The Tokyo Auto Salon is a place for tuners and workshops to show off their best work, and the cars you see range from fascinating track machines, to aggressive looking street cars, to the strangest mishmash of neon lights and scissor doors and blast pipes.
It’s the diversity that makes it interesting. It’s a display of style, an homage to the past and a look at the future of modification- a little like a fashion show of sorts. But the last company you would expect to see at Tokyo Auto Salon is Lexus- yes, the Japanese brand known most for luxury and spindle-shaped grilles.
Is this the work of Akio Toyoda? Perhaps. Or perhaps not, because the Tokyo Auto Salon isn’t exactly associated with the world of motorsports. That being said, the centrepiece of the Lexus display was their newly developed RC F GT3- finished in a mean looking raw carbon skin. On most cars a raw carbon skin would be might intimidating, but this only serves to remind us that the Lexus RC F weighs around 1,800 kilograms.
Alongside this was Lexus’ new LC 500 race car, destined for the world of Super GT under the GT 500 class. This car was also completely done up in raw carbon, but will adopt the traditional Lexus team livery once the race season starts.
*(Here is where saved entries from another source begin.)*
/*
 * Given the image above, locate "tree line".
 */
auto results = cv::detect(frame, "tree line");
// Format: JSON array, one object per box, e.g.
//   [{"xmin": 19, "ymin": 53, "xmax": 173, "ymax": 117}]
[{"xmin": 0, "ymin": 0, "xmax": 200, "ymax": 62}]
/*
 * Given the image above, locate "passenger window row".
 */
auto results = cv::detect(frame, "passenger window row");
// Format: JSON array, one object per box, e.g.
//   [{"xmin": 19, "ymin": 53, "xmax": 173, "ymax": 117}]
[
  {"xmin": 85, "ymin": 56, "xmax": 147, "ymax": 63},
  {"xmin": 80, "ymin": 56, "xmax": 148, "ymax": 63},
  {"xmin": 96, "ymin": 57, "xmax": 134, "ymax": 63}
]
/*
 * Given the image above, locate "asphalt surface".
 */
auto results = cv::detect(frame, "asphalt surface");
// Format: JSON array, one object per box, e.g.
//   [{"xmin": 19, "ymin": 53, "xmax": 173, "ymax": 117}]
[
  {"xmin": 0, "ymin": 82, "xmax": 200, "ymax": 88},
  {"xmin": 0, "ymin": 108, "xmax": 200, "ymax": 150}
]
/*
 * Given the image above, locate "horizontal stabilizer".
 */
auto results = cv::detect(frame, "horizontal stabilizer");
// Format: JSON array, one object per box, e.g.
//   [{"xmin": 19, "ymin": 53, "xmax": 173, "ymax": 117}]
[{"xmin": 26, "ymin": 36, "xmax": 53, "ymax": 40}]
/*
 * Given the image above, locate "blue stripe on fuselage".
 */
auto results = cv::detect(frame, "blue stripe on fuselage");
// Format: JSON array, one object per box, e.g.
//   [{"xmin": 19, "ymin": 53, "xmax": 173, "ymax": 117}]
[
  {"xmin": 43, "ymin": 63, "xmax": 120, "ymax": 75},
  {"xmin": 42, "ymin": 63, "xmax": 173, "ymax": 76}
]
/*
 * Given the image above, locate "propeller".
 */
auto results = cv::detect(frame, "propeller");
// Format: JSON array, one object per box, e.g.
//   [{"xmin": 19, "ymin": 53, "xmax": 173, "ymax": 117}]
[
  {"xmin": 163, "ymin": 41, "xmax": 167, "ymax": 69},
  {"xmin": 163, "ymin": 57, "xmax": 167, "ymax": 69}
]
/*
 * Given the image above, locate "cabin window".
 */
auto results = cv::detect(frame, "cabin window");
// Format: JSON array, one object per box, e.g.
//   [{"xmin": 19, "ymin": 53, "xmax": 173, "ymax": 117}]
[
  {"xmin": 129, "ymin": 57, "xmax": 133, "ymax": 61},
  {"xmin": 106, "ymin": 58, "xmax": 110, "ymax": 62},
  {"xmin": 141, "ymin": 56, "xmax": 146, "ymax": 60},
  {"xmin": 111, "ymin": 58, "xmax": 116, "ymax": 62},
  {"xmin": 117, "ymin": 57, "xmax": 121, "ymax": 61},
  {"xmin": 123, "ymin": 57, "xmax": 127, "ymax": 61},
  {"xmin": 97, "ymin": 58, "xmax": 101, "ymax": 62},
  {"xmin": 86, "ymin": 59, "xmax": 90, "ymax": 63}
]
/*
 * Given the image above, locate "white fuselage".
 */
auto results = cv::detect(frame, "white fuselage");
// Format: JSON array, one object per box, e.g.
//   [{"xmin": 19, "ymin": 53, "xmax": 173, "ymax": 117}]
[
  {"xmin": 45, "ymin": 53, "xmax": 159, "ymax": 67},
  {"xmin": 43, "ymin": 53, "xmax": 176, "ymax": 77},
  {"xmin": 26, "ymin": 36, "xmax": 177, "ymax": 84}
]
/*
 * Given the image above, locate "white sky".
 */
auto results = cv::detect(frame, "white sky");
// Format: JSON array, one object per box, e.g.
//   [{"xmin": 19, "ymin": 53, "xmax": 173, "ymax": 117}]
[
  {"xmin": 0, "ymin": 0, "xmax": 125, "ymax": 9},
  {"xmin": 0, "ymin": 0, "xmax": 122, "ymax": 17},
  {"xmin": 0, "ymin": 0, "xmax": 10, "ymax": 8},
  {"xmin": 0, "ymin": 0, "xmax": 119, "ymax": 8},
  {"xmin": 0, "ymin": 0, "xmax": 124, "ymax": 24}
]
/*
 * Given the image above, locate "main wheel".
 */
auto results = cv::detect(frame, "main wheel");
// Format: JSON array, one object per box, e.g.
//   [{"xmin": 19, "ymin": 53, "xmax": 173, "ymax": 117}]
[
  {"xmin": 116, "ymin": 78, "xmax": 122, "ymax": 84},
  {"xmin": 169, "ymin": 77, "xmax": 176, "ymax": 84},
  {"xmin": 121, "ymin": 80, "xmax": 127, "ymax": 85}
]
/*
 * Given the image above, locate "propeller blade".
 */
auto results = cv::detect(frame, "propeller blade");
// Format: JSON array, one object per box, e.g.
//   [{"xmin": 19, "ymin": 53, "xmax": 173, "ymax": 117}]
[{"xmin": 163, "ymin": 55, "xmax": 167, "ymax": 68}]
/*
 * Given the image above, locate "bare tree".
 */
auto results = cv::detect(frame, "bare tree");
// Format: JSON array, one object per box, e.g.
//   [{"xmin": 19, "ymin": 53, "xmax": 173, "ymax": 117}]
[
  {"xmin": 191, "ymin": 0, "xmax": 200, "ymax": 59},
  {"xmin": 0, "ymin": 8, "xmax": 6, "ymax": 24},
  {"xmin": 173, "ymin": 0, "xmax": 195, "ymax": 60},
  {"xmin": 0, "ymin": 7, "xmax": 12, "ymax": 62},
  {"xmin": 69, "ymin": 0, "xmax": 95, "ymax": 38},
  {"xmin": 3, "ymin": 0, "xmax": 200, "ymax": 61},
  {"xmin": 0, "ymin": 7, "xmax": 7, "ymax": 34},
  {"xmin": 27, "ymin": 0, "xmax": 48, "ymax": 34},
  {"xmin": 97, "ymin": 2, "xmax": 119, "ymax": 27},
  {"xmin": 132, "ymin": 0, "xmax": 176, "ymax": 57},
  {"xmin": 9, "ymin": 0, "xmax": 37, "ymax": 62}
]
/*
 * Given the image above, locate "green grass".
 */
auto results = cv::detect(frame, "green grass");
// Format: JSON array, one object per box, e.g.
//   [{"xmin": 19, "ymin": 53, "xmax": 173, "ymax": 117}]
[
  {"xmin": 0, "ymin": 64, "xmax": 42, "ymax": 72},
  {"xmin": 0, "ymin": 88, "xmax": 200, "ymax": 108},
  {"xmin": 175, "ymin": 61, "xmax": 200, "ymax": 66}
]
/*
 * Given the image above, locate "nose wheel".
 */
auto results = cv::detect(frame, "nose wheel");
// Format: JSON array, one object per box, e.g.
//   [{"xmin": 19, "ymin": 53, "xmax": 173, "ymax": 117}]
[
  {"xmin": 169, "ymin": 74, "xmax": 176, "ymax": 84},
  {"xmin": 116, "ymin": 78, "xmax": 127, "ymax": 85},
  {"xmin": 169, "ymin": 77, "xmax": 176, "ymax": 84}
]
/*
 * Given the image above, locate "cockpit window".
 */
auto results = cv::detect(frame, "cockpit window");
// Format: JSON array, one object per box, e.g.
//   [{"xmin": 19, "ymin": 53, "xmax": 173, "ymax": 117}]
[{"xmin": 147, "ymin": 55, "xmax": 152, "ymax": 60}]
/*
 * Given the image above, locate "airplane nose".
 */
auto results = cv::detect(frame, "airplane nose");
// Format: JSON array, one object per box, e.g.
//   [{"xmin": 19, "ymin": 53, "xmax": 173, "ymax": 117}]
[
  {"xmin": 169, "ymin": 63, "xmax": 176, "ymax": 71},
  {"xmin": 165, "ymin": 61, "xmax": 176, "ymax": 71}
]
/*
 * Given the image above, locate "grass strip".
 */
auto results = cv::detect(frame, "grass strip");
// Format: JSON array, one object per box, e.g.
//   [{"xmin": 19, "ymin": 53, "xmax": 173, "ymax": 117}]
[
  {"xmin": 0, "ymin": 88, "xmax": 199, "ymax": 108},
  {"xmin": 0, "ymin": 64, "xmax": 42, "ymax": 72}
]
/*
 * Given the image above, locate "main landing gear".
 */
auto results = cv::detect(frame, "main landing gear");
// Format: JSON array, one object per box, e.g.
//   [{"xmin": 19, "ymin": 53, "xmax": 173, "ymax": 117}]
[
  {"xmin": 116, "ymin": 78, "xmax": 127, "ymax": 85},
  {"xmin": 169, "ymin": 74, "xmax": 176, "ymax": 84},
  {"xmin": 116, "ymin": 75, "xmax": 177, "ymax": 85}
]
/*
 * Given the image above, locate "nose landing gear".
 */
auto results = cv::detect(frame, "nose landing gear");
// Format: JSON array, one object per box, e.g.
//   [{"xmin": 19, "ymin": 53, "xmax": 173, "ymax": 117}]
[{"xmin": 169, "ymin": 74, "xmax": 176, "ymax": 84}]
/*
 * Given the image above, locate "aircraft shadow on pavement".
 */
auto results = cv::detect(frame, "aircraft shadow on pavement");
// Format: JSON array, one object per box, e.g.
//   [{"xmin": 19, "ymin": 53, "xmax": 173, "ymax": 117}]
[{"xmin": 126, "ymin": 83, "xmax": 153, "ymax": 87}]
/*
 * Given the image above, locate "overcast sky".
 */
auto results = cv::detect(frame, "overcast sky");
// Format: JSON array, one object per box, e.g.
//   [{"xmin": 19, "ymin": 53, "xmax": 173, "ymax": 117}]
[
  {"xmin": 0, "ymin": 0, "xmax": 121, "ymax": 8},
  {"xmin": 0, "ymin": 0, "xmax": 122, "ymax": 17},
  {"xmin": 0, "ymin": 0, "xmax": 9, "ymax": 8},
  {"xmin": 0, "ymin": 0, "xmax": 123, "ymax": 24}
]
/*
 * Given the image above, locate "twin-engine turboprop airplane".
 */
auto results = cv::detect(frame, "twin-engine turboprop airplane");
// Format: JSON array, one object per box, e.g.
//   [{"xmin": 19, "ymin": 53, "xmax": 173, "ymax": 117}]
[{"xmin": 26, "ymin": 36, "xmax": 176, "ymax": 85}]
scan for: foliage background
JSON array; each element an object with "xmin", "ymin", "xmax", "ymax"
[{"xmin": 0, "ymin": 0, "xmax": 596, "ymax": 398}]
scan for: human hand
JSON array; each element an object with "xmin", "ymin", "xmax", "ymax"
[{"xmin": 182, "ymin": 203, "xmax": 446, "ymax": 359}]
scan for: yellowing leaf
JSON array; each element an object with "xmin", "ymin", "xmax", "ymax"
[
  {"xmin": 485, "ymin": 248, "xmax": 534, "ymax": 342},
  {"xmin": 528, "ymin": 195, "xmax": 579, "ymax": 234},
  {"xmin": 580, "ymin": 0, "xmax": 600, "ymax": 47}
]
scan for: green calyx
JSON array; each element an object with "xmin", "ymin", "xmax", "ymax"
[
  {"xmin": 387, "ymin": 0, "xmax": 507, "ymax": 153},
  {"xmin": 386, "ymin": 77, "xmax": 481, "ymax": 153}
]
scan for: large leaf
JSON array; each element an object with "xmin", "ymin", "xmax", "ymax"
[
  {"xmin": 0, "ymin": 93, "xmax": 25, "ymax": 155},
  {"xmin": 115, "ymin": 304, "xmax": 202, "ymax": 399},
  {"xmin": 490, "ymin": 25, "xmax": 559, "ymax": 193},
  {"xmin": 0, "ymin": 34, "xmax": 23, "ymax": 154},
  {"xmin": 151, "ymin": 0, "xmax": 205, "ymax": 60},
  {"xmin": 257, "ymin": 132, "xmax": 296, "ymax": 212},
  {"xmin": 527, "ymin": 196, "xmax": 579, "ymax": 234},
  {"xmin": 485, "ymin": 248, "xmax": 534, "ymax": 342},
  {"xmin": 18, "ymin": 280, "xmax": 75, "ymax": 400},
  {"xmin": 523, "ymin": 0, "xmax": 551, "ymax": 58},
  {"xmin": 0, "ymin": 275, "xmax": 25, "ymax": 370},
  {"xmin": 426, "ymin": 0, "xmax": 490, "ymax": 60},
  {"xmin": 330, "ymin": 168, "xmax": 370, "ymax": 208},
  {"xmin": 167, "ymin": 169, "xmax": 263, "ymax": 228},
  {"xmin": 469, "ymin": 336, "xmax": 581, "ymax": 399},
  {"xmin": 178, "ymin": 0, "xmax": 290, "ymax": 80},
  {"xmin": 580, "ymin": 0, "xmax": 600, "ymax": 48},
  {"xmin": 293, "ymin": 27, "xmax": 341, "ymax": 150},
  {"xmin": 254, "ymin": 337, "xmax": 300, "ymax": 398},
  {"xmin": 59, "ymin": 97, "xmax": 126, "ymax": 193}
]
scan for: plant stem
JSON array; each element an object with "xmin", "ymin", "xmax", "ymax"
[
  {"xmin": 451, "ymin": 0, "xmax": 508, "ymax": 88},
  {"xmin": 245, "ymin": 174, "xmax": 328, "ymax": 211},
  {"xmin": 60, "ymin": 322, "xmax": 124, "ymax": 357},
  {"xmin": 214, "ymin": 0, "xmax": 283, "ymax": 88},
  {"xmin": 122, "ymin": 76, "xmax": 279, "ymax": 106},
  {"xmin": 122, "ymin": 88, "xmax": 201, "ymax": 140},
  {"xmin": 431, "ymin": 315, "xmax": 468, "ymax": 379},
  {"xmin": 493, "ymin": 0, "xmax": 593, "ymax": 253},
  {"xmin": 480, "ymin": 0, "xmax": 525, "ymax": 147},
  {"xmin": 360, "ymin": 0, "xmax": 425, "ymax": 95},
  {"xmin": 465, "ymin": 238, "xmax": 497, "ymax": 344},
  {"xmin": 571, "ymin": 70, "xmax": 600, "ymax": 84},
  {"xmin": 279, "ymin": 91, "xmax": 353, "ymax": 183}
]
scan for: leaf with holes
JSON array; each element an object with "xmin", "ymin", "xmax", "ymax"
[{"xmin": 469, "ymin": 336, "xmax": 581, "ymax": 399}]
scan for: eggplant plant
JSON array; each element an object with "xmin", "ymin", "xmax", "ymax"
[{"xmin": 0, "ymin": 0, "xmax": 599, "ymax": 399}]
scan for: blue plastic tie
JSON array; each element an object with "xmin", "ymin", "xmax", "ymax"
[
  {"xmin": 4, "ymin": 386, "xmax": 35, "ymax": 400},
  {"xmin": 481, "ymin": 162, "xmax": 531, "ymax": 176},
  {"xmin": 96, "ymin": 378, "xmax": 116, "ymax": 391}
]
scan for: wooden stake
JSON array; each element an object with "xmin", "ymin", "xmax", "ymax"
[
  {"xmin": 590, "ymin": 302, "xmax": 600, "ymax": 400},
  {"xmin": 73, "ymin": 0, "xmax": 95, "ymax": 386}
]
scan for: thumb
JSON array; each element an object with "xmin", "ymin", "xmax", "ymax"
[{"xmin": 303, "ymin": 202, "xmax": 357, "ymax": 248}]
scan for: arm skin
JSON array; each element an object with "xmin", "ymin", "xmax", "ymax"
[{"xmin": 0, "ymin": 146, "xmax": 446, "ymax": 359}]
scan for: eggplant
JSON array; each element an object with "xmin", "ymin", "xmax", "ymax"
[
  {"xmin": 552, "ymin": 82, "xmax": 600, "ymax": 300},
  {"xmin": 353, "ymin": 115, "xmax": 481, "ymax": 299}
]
Beyond the race cars and their race inspired road-going counterparts, there were also a number of “stanced” cars at the Lexus stand. It’s a little strange the Lexus endorses this part of automotive culture given that few companies even bother acknowledging this fast-growing subculture. The cars on display ranged from lowered to full blown “hellaflush”.
The thing to understand about stance culture is that there is hardly competition. Sure, owners take a certain amount of pride in how low their cars sit and occasionally wear their scars (scrape marks) with pride, but it isn’t competitive in the same way people try to push the performance of their engines to outdo the other guy.
Judging is purely subjective, and the community works together as a whole. Perhaps it’s an understanding of the pain their fellow enthusiast has to endure that allows them to bond so readily. In any case, it’s interesting that Lexus has two extremes: cars designed to go fast and do little else, and cars that can only be driven at a cruising speed. Different strokes for different folks.